CMSC 435/634: Introduction to Computer Graphics

Assignment 2


Due September 30, 2004

The Assignment

For this assignment, you will be using OpenGL to create a simple interactive view of a procedurally modeled scene. There is a sample OpenGL application in your Assn2 directory that you can use as a staring point. You will create a fractal landscape using a sum of noise functions. The landscape itself should be rendered as triangles in a height field; each vertex having a unique x,y, with z provided by the fractal function. Use a sum of octaves of the provided 3D Perlin noise function to create your fractal height — you should only need 2D Perlin noise, use the third dimension to select between random landscapes. Compute everything you need to render once, when you generate your landscape. During your rendering loop, you should only be responding to user interaction and rendering using pre-computed data.

The landscape should be lit by one OpenGL distant light (simulating the sun or moon), and one ambient light (simulating bounce light and atmospheric scattering). For the lighting to work, you will need to compute surface normals at each vertex of your model. Compute these when you initially compute the landscape. The vertex normal should be the average of the normals for each face touching the vertex. Each face normal can be computed using the cross product of two of the edges on that face. Be careful to make sure your normals point up.

For user interaction, your program should support rotation exactly as shown in the sample program. To match rotations to mouse motion on the screen, it adds a rotation around an axis perpendicular to the mouse motion in screen space, before the current transform. You should also respond to several key presses. When space is pressed, you should generate a new random landscape with a different z offset in the noise function. For '+' and '-', you should increase / decrease the number of triangles by a factor of two, and simultaneously increase / decrease the octaves of noise by one. When any of '1' to '5' are pressed, you should select a set of pre-chosen values for z offset, +/- scale, and view that you think look particularly nice.

As always, there will be points for creativity, effort and realism.

634 Students

Students registered for the 634 version of the course should make a multifractal landscape, with varying roughness at different points in the landscape. You may choose to vary the roughness based on whatever you like (altitude, slope, color code from an external file, or anything else that comes to mind).

Using GLUT

Unfortunately, the only way to pass information between GLUT callback functions (the ones passed to GLUT through the glut*Func() calls) is by using global variables.

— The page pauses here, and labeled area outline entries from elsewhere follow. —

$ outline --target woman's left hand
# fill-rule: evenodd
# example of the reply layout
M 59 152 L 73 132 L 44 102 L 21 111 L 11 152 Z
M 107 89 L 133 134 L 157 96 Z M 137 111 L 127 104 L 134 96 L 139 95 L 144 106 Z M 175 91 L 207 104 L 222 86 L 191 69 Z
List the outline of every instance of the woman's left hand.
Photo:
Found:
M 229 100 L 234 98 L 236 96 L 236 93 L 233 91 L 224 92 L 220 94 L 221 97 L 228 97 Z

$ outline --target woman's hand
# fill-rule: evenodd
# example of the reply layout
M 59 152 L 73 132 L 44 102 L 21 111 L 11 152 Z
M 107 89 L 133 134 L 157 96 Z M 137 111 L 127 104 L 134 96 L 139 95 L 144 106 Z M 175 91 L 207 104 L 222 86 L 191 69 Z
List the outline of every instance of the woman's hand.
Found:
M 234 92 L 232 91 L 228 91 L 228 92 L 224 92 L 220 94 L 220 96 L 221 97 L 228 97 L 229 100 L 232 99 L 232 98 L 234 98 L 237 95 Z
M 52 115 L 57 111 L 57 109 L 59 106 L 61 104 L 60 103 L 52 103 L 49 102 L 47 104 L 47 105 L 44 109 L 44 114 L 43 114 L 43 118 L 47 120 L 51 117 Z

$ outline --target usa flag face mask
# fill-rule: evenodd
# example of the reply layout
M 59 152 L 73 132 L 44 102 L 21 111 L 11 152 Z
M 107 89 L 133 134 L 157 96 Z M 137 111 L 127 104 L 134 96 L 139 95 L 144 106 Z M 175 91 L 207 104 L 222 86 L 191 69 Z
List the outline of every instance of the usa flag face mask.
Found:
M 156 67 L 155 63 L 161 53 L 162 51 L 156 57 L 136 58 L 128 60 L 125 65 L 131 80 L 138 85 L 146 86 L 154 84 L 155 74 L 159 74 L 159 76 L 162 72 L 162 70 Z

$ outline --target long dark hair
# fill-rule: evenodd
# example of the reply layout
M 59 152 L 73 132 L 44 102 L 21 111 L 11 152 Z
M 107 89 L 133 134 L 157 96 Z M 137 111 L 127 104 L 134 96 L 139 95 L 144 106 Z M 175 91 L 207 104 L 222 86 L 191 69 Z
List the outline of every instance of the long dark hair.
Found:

If you choose to code in C++, each of the GLUT callback functions must be a top-level function (not a class member function) declared extern "C". For example,

// declare
extern "C" void draw();

// define
extern "C" void draw() {
  // C++ code


There are several ways you could program the procedural mountain. Those details are up to you. I do suggest planning your development with lots of intermediate milestones with visual results. Also, rendering itself can be a great way to debug visually.

What to turn in

Turn in this assignment electronically by checking it into your Assn2 CVS directory by 11:59 PM on the day of the deadline. We will use a dated checkout for grading, so you will be graded on whatever has been checked in as of 11:59 PM. Submit a readme.txt file telling us about your assignment. What (if any) help did you receive from books, web sites or people other than the instructor and TA? What did you do to make it look more realistic? For 634 students, what did you use to control your roughness?

Also submit everything we need to run your submission. We should be able to run 'make' in your submission directory on the systems to produce a running interactive OpenGL program. Submit your modified Makefile, any C/C++ files, and any other auxiliary files we might need. Be sure to comment your code! You will not be graded on the presence or quality of your comments, but we will look at your code and anything that helps us understand what you did (or were trying to do) can only help. In any case, your programs are expected to be robust and easy to understand.

Working at home

Once again, if possible, I urge you to use the university computers for your work. I test things out on the gl systems and may or may not be able to help you if things don't work right for you at home. If you do work at home, your final submitted version must be able to run on the gl machines and must be electronically submitted there.

If you have a X server on your home machine (i.e. if you are running Linux, Mac with X11, or one of the Windows X11 packages), it is possible to run remotely, though interacting with the application is much harder when displaying remotely.

If you absolutely must work at home, you will need:

All of these libraries are cross-platform and run on both Unix and Windows. However, if there are no pre-built binaries for your platform, you may end up having to build them from the source downloads. Which brings me back to: if you don't have to work at home, don't.